Demographer Hervé Le Bras warns: “Does addressing the fears of the French calm them down? I think that, on the contrary, it gives them even more reasons to be afraid.” Le Bras observes that, in countries such as France, Germany, or the United States, the vote for the populist right is usually higher in areas where there are fewer immigrants. “Immigration,” he explains, “is a word that carries a lot of baggage. When talking about immigration, we often don’t talk about lived experiences, but about other things, such as identity, insecurity, or feelings about lack of protection and loss of control.”

“This concern is cultivated and standardized, because, when talking about immigration, the discourse goes in a single direction,” says Professor Héran. On a screen, he shows a bunch of data to deny the allegation of a “migratory wave” flooding France. “When we talk about immigration,” he laments, “it’s always to say that we must protect ourselves from it. It’s always perceived as a threat that we must put up a shield against, according to President Macron’s expression. The successes of integration and [harmonious relations] between populations — which are realities — aren’t valued.”

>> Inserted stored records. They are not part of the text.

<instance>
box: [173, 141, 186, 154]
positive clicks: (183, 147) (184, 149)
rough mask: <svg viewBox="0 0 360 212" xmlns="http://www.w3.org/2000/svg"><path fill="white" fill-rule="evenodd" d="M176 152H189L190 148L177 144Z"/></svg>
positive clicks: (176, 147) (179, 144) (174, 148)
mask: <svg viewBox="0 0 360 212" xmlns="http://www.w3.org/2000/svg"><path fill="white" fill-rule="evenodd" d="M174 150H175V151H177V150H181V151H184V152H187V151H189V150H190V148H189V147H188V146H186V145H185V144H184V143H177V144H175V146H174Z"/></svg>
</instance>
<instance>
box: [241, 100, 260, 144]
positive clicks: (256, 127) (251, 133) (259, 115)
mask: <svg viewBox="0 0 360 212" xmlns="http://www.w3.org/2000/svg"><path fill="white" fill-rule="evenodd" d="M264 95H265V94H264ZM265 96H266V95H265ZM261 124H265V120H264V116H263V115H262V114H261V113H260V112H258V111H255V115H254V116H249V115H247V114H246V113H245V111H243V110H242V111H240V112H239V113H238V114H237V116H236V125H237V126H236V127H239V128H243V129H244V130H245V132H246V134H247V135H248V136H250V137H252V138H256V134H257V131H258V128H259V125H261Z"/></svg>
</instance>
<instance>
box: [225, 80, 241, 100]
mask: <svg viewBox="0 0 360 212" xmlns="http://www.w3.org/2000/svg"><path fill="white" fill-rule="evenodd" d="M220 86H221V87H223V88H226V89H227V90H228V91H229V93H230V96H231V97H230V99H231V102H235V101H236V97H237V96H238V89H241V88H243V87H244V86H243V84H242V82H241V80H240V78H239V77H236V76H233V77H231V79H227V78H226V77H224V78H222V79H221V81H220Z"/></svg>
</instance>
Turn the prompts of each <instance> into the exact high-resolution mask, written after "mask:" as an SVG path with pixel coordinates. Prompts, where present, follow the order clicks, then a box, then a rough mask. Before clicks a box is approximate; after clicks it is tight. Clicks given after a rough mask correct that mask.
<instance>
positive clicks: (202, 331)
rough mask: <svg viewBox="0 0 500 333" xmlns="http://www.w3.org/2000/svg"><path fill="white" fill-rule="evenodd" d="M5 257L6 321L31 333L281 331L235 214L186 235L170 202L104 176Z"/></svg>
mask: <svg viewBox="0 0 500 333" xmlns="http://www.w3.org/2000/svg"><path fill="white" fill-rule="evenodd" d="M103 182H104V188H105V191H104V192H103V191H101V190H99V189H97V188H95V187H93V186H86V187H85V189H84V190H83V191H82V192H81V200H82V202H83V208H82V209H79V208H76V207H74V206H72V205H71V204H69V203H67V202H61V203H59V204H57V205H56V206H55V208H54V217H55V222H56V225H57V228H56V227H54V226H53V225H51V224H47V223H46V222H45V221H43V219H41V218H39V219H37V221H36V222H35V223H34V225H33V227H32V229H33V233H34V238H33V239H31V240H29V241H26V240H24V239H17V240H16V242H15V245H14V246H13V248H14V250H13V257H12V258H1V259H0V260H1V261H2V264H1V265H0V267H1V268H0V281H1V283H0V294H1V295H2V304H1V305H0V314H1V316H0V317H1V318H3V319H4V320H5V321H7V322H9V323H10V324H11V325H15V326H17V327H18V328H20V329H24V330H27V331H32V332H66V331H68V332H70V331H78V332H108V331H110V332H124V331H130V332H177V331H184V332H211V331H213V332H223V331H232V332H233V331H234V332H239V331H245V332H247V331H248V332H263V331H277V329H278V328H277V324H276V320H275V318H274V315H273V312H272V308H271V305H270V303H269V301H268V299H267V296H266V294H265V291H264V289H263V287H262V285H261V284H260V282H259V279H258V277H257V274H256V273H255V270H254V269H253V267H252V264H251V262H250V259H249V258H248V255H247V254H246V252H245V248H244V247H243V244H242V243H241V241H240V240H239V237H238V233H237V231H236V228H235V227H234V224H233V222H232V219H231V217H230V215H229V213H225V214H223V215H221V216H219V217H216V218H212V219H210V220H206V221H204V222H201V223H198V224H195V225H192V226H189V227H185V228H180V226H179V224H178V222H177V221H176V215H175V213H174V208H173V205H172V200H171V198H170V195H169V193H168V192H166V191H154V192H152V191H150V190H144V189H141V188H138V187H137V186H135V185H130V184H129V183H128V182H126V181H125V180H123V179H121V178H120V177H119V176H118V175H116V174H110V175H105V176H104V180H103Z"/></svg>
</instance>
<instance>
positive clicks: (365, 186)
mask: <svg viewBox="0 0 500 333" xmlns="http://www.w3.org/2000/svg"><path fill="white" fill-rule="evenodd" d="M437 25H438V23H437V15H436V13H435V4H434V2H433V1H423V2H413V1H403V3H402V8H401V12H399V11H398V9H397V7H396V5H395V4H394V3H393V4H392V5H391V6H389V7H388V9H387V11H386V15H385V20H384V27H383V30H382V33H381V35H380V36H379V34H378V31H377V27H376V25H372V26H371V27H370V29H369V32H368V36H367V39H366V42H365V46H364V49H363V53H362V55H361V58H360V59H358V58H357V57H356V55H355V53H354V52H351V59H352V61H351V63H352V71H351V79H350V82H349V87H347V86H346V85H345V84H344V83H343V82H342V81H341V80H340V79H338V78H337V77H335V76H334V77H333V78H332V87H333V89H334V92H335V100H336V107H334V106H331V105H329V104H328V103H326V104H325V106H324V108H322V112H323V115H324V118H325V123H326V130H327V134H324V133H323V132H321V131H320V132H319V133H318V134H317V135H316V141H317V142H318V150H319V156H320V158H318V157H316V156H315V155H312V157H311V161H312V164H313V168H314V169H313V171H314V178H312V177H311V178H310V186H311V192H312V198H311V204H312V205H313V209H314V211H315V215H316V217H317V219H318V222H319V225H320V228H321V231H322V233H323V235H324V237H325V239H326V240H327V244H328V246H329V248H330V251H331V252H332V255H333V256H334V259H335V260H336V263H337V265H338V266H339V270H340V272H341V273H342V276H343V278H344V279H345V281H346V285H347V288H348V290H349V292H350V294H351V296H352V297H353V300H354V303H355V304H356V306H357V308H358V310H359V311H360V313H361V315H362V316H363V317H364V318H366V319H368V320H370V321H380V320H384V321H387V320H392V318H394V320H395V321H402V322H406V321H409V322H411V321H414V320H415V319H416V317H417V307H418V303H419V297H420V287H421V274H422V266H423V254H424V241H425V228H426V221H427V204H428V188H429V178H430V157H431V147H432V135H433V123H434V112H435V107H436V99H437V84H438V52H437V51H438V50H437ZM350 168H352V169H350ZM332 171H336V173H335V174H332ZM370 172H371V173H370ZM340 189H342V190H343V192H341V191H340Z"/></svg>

“You always have to listen, but listening doesn’t mean joining in,” François Ruffin pointed out, in a past interview with EL PAÍS. He’s a member of the French radical left and a deputy for La France Insoumise (France Unbowed), the far-left party led by Jean-Luc Mélenchon. “I will never cover my ears. The question is, rather, politically, what do we do?” Ruffin — who represents a blue-collar district in northern France, similar to Fetterman’s stronghold in Pennsylvania — opposes Macron’s immigration bill.

There’s a difference between listening to the demands of the far-right voter and implementing them. One can empathize and respond to real fears without falling into simplistic answers. Ruffin knows it. So does Macron, who — for the first time since coming to power in 2017 — has faced a rebellion from within his own party. A quarter of his legislators abstained or voted against the law, while the minister of health resigned as a result of its passage.

In addition to enacting new restrictions, the EU Pact on Migration and Asylum contains measures that respond, in part, to demographic decline and the economic need for foreign labor and taxpayers. Giorgia Meloni’s far-right administration in Italy (her party, the Brothers of Italy, is the heir to neo-fascism) has opened the door to 452,000 workers until 2025, for sectors facing labor shortages. Macron similarly says that his agreement will facilitate the regularization of undocumented workers in sectors where there’s a lack of labor. In any case, he has asked the Constitutional Council to verify if there are articles that “violate the fundamental law.”

“It’s false that Europe is being flooded, this is false,” emphasizes Vignal, the deputy from Macron’s party. “But there’s [a part of] Europe that refuses to open its borders to other people.” An ex-socialist who tries to wrangle Le Pen voters in his district, he doesn’t think the issue can be ignored. “The French expect firmness. At the same time, we’re a humanistic people. Firmness isn’t enough,” he adds.

“We need workers. But I want them to respect the Republic and the laws. If they don’t respect them, there are no gifts. Let them go home.”